Kopling roda kelima adalah komponen penting yang menghubungkan traktor dan semi-trailer, dan prinsip kerjanya didasarkan pada struktur mekanis tertentu dan dinamika gaya.
Prinsip Sambungan dan Penopang: Kopling roda kelima dipasang di bagian belakang traktor, dan ujung depan semi-trailer memiliki gembong yang cocok dengan kopling roda kelima. Selama pengoperasian, gembong dimasukkan ke dalam mekanisme penguncian kopling roda kelima, membentuk sambungan yang aman. Berat semi-trailer dipindahkan ke traktor melalui kopling roda kelima, sehingga traktor dapat menopang dan menarik semi-trailer.
Prinsip Hubungan Kemudi: Saat traktor melakukan kemudi, kopling roda kelima menggerakkan semi-trailer untuk melakukan kemudi secara sinkron. Hal ini karena kopling roda kelima terhubung ke sasis traktor, dan gaya kemudi disalurkan ke semi-trailer melalui kopling roda kelima, menyebabkan semi-trailer mengubah arah geraknya sesuai dengan arah kemudi traktor, sehingga memastikan konsistensi arah gerak kedua kendaraan.
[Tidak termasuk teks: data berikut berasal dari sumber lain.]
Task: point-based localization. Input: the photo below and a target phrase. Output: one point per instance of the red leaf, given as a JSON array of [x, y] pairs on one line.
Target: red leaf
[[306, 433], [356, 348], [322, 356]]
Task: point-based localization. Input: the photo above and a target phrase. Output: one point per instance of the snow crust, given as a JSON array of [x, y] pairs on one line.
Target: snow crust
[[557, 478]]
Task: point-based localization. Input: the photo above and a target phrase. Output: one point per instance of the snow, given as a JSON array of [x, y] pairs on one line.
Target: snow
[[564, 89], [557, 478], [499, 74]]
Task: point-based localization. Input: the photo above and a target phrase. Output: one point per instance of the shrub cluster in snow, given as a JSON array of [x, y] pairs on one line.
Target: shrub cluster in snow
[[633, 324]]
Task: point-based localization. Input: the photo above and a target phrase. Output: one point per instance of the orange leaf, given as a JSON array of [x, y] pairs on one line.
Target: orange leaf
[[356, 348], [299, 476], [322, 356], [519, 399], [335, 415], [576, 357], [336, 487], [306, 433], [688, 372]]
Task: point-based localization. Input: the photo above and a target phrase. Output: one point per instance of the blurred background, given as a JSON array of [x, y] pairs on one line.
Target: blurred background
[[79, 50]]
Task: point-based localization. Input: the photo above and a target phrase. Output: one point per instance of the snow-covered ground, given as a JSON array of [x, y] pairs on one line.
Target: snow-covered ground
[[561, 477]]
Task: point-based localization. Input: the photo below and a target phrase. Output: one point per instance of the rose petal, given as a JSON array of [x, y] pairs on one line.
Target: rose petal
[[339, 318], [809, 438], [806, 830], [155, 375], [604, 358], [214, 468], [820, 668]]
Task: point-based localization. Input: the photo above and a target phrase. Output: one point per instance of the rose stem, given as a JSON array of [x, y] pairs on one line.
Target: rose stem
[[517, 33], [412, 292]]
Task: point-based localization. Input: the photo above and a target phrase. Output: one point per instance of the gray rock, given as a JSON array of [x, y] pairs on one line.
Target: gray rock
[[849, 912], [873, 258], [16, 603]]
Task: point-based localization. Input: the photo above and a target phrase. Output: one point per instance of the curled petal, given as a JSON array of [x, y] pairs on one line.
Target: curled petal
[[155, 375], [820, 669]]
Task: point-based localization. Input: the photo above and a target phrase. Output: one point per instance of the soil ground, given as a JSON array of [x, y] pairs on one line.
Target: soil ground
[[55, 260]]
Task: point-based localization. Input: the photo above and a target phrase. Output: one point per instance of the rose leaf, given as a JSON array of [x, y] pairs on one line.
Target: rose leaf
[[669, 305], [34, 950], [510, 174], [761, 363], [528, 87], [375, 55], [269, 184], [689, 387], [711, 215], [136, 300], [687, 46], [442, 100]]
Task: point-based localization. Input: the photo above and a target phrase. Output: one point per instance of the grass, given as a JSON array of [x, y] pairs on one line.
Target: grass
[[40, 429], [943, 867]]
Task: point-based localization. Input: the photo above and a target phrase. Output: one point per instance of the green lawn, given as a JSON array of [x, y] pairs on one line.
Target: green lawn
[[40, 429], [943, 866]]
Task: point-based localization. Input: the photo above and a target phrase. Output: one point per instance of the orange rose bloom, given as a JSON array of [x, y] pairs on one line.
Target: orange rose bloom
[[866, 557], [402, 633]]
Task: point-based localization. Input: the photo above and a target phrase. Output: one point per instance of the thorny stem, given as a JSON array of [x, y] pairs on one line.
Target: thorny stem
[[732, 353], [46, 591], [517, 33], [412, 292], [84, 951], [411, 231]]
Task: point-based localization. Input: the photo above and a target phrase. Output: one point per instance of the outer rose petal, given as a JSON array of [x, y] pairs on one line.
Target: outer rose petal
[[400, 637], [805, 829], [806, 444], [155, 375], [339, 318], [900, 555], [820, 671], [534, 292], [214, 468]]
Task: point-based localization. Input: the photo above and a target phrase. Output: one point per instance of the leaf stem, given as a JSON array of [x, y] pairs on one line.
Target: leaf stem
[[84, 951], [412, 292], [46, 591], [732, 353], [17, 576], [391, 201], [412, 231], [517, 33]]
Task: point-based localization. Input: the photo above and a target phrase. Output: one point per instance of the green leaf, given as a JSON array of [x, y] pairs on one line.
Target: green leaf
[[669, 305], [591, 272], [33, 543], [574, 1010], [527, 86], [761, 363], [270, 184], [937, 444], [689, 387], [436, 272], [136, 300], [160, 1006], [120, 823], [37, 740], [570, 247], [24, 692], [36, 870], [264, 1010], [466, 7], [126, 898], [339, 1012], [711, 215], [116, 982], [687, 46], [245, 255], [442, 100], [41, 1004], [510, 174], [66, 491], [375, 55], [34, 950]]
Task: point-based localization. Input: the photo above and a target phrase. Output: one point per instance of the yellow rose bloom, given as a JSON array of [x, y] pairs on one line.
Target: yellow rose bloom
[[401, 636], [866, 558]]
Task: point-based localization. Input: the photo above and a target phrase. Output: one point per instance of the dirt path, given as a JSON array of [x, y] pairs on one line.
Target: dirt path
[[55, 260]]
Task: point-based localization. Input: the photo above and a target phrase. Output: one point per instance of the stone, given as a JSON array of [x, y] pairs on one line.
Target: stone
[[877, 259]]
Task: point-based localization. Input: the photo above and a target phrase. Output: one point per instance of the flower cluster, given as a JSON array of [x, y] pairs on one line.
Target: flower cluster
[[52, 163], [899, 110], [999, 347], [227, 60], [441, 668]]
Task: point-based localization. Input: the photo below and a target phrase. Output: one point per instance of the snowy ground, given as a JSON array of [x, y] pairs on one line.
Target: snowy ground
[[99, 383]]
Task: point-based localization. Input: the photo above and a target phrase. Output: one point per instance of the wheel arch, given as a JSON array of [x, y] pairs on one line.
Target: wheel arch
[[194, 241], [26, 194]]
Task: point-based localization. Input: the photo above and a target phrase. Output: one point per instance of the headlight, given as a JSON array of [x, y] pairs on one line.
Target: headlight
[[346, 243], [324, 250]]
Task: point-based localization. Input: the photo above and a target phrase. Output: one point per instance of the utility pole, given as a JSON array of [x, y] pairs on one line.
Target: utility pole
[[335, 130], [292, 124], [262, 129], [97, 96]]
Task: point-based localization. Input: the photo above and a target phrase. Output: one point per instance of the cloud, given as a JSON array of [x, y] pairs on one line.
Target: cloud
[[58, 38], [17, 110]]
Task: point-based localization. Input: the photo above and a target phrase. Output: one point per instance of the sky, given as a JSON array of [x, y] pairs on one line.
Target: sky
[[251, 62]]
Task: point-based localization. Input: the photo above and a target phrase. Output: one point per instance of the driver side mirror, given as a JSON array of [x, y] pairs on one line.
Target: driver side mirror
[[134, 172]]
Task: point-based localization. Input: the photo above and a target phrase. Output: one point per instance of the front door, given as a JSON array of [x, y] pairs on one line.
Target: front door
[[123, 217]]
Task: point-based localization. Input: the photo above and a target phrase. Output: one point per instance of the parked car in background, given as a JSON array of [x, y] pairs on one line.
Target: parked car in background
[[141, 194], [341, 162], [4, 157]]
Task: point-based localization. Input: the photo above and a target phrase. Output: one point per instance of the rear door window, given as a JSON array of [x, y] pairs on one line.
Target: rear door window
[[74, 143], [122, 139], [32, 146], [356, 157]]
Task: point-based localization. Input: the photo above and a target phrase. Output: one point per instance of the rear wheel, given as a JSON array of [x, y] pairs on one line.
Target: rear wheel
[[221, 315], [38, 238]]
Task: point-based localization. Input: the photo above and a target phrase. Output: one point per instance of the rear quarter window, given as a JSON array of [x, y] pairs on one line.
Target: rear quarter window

Prinsip Penguncian dan Penyangga: Mekanisme penguncian kopling roda kelima mengunci gembong dengan aman, mencegah semi-trailer terpisah dari traktor selama berkendara. Selain itu, beberapa kopling roda kelima memiliki perangkat penyangga yang menyerap gaya benturan yang disebabkan oleh permukaan jalan yang tidak rata selama berkendara, mengurangi kerusakan pada traktor dan semi-trailer serta meningkatkan stabilitas dan kenyamanan berkendara.